Southern Legitimacy Statement: It’s the language around me that reminds me that I’m in the south. My sister is always fixin’ to do or to go somewhere. She used to live down the street from the POlice Station.

Hell’s Bells my mother didn’t give a hot damn what the Sam Hell other people thought, but she often thought she had an embarrassment of riches, especially after making a haul at the used bookstore. She also thought anywhere north of Austin was Up North or Yankee-land. She thought my husband was handy as a pocket.

The other sister bought a farm and lost every bit of English language skills she ever knew but she could sure talk to farmers about heifers and rattlers and fracking. She even began to pepper every plural with an apostrophe, truck’s, taco’s, damnation most anything there was more than one of. They used to say that we would all eventually sound like Midwesterners from watching tv, but ya’ll don’t get it, we cling to our roots.

Professionals where I live in San Antonio have learned to drop the ya’lls (with an apostrophe) and some such, but they know it’s all code anyway. Code for a way of life that is changing for the better, hell’s bells, I hope so. I think the language is also code for I’m friendly and I’m humble, but I’m also a true Texan, so bury me with my boots on. I reckon the next generation will bring their own coded language, lol, and we’ll have a grand word salad.

Age Is Just a Number

It was the distant hammering on a roof that woke her. Not loud, but constant without any change to the rhythm or tempo. But then again, maybe it was just her blood pressure. She should get up and take her medicine even if it was a little early. It was just eight and she’d fallen asleep about three. She moved her feet under the covers and across the bed looking for the warm mound of fur.

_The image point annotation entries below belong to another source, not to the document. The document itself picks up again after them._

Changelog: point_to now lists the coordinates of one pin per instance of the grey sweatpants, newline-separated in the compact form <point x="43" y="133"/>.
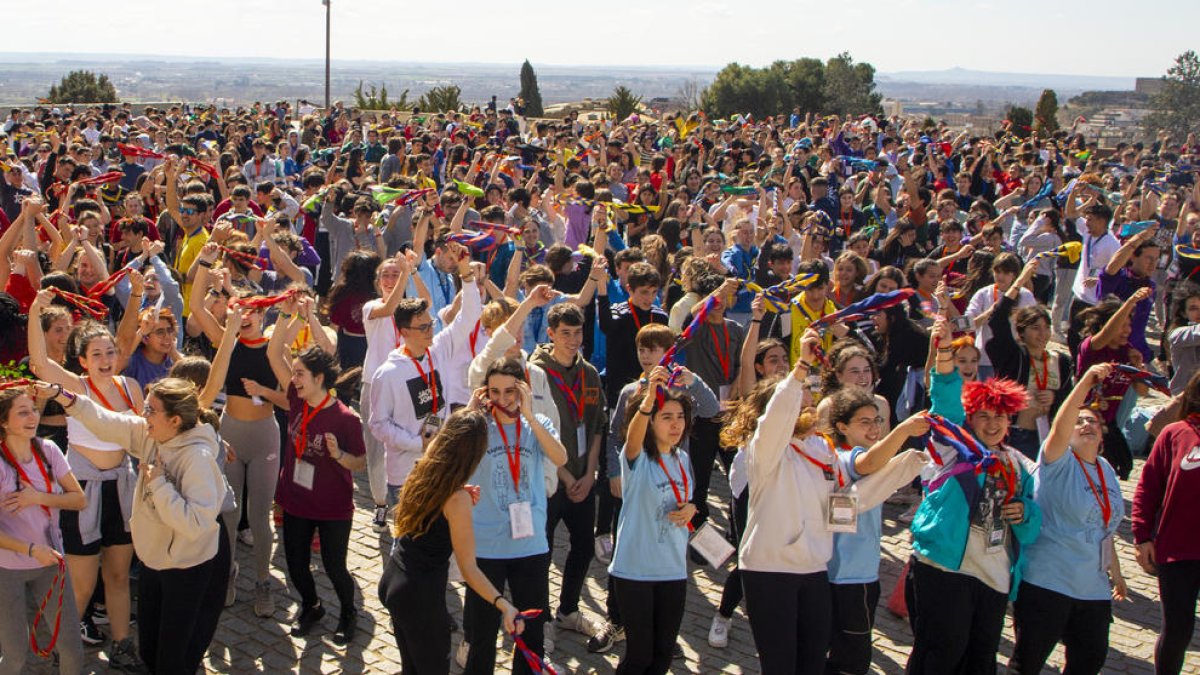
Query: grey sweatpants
<point x="257" y="470"/>
<point x="22" y="592"/>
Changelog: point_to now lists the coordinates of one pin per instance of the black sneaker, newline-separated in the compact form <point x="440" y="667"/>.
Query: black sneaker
<point x="124" y="657"/>
<point x="90" y="634"/>
<point x="347" y="626"/>
<point x="307" y="617"/>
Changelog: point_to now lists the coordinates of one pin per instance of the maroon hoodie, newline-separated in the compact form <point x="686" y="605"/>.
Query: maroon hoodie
<point x="1167" y="503"/>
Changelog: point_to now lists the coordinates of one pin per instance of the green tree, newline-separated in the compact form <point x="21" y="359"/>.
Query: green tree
<point x="373" y="100"/>
<point x="443" y="99"/>
<point x="1176" y="108"/>
<point x="622" y="103"/>
<point x="742" y="89"/>
<point x="1045" y="115"/>
<point x="1021" y="120"/>
<point x="850" y="88"/>
<point x="529" y="91"/>
<point x="83" y="87"/>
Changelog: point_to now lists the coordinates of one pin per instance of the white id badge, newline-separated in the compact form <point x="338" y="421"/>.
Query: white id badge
<point x="841" y="514"/>
<point x="996" y="537"/>
<point x="521" y="520"/>
<point x="303" y="475"/>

She kept her mouth closed, Tinker always growled at her when she had her dentures out. But there was no warm mound or even a warm spot that her feet could find. Tinker could be dead, she thought it every morning, the dog, after all, was 15. She stretched and rubbed her arms and shoulders and down her side, feeling the tags of all shapes and sizes along her side and under her breasts. She should call the dermatologist. She pulled her legs out from under the covers and slipped her feet into her house shoes. Her toenails looked like little windshields that had cracked from a rock thrown in the center. She finger-combed her hair, swirled mouthwash over her gums, and put in her dentures. She looked at the image in the mirror and sighed. She needed a haircut. 

Coffee or tea? Too hot for coffee. He was settled in the recliner, earphones hugging his ears, cackling now and then. Something funny on his Facebook? Something a friend texted?  He’d be busy all morning doing the routine of reading his emails, checking his Facebook, watching flying videos until she made his lunch, then it would begin again. He’d change the screen when she came close. Always so secretive, he reminded her of the rich old guy on the Simpsons even though she never watched the show, she thought that’s what he would be like. A secretive miser. No, maybe he was more like Grampa Simpson. It just depended on her mood.

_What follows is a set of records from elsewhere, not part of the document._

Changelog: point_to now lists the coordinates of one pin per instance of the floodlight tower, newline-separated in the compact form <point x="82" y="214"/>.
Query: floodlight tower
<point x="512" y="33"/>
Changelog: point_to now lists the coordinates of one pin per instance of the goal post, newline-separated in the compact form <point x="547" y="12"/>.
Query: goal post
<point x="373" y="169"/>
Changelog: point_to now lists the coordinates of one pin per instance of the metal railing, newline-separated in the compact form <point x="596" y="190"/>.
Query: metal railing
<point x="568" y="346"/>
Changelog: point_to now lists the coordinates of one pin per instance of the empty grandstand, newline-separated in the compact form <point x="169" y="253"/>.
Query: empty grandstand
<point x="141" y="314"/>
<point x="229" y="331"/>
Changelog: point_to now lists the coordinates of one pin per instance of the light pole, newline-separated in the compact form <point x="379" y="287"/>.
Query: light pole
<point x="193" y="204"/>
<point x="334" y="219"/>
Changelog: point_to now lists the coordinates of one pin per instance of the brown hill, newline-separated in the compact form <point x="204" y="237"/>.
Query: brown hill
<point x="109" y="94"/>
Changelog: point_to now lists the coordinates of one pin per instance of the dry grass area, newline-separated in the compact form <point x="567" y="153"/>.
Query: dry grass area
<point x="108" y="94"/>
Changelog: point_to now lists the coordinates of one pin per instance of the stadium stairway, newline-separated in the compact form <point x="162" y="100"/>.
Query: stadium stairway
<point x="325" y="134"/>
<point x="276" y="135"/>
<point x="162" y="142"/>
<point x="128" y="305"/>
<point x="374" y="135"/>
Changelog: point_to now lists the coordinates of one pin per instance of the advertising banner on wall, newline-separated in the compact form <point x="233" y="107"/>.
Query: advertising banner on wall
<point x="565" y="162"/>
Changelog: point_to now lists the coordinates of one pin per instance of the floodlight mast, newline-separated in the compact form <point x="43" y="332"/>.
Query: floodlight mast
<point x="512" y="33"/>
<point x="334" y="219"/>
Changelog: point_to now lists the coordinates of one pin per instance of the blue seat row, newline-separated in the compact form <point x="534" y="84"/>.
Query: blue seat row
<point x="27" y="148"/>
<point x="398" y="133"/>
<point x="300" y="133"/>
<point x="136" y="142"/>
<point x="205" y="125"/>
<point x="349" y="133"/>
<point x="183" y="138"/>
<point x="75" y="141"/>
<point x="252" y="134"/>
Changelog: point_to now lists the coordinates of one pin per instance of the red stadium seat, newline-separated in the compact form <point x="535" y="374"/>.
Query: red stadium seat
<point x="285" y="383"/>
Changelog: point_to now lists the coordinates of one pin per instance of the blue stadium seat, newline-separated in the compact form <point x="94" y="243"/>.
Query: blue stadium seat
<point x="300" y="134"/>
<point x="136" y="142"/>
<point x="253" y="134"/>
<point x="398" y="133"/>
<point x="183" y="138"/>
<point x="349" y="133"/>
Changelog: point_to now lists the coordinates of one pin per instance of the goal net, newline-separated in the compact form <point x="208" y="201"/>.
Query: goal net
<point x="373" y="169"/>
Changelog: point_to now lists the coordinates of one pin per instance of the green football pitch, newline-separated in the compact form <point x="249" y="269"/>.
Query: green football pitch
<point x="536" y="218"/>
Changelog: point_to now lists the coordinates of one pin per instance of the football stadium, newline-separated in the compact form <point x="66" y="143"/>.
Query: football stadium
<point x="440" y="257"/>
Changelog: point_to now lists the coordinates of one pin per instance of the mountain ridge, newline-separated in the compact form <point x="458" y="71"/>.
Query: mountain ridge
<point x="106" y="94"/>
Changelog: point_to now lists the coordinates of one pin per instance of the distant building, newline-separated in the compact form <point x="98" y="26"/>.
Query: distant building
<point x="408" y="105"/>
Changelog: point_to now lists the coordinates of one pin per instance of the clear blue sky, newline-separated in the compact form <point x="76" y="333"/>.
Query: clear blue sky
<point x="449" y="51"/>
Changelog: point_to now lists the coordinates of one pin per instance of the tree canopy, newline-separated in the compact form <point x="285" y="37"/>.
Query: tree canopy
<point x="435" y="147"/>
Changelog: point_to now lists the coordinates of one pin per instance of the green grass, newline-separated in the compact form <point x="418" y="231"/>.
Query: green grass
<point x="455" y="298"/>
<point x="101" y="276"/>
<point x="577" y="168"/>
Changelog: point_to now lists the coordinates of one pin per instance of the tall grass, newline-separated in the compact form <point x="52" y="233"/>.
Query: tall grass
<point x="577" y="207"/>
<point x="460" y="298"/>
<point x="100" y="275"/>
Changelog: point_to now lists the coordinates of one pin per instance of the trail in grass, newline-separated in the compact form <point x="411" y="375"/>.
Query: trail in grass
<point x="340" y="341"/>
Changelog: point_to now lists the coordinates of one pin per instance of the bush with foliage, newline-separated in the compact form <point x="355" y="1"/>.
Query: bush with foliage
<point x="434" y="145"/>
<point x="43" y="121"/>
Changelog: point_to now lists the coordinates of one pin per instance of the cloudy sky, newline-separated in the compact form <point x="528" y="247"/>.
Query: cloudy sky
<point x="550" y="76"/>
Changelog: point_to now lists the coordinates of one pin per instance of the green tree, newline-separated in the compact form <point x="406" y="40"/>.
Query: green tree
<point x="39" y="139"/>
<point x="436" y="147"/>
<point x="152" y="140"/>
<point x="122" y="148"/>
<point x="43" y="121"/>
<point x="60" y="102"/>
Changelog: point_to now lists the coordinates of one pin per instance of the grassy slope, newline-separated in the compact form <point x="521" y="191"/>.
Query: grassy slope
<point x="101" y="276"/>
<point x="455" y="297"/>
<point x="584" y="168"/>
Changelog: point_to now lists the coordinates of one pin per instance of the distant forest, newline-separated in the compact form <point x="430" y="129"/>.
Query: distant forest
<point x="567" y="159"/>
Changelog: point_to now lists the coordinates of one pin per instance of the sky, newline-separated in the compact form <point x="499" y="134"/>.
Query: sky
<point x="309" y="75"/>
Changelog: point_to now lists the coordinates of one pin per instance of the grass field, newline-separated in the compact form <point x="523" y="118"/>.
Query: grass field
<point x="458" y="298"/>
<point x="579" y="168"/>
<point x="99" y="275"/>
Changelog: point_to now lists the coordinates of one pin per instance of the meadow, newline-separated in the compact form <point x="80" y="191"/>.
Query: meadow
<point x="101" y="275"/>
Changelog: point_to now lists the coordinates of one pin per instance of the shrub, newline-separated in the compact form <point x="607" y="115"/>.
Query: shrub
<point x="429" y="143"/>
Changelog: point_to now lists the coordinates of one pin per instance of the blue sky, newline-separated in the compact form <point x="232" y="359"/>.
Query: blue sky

Still she didn’t see Tinker. She mixed her tea, half sweet, half unsweet. Where was the little fuck? She was stealthy, always following behind or underfoot and then getting locked in a closet or garage. She looked through the glass panes in the front door and saw all the neighbors’ trash cans lined up along the street like guards at Buckingham Palace. Tinker must have followed Grampa Simpson to take the trash cans to the curb and got left out. Sometimes Tinker went next door and through the doggie door to the neighbors’ kitchen to eat their cat’s food. Not that she was hungry, she was in fact, overweight. It was partly habit maybe, they had lived in the house next door for three years, turned it into a rental property and moved to the slightly larger house just next door. They had put in the doggie door and Tinker thought it still gave her access 24/7.  She went out and called Tinker. Her renter-friend-neighbor Bob was outside picking up his newspaper. He popped up when he heard her voice calling Tinker, hitting his head on the ornamental light post. He rubbed his head and looked at his hand and cussed, there was a little blood on his palm, and he rubbed his head again. 

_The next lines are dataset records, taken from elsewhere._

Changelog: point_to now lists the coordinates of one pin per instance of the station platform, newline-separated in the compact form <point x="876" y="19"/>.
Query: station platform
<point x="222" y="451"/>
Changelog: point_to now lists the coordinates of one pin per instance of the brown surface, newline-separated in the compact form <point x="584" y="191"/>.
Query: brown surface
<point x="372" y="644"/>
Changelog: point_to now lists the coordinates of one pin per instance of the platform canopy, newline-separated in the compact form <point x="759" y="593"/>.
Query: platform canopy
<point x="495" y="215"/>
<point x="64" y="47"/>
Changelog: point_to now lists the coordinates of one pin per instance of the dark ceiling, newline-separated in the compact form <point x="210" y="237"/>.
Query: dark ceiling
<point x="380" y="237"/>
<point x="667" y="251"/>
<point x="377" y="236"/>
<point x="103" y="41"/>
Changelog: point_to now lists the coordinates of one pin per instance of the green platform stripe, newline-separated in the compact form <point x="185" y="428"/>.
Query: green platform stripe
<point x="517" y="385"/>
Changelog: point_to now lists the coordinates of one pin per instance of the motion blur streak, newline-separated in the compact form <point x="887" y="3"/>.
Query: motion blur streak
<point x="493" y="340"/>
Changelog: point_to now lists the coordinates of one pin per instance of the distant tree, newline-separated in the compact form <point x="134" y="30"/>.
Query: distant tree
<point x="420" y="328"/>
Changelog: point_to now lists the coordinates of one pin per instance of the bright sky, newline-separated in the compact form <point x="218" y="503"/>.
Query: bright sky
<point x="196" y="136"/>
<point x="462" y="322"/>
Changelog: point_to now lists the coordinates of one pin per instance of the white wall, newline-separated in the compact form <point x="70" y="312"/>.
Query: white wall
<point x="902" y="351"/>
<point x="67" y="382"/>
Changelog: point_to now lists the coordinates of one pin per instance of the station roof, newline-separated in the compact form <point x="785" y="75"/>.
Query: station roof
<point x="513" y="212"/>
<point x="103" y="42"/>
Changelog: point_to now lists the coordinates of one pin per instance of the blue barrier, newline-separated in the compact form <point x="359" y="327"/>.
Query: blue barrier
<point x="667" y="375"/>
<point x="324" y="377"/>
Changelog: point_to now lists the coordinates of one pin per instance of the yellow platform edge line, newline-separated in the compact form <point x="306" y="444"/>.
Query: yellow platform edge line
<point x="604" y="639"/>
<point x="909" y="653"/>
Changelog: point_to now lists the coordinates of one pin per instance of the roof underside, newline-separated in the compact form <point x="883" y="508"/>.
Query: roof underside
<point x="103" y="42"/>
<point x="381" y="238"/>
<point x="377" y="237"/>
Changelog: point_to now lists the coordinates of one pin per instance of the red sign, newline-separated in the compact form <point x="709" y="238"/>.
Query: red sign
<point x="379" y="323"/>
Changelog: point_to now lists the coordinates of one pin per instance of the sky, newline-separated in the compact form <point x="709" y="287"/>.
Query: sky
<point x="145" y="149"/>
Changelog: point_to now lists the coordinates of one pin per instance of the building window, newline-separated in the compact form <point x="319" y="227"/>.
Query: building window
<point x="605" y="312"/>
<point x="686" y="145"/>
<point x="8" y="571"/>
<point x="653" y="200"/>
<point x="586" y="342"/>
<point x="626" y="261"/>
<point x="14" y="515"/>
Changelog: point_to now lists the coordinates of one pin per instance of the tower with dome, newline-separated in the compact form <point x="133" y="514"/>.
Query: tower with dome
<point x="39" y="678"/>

“Are you ok Bob?” She followed him in the kitchen. Paint the damn kitchen she thought, avocado green went out ages ago. He opened a drawer and grabbed a kitchen towel. “Don’t use that one, that’s a fifty-dollar towel, Bob,” it was early, but Dorothy’s aggravation started early. “Hey, Tinker’s already been here and left.” Dorothy put the towel under the sink and got a small part of it wet and applied it to Bob’s head. There was very little hair there to protect the thin-skinned scalp. The abrasion looked painful, but it had already stopped bleeding. His head looked like a boiled egg after its been dashed in with a spoon, the shell cratering inward. “It looks okay. Well, I’m looking for Tinker, I’ll see you later.” Bob nodded and she let herself out. Tinker was sitting on her porch next door, patiently waiting. 

Tinker followed her inside, someone on tv said that age was just a number and the audience laughed. Abigail winced and grumbled under her breath. Yeah, age is just a number.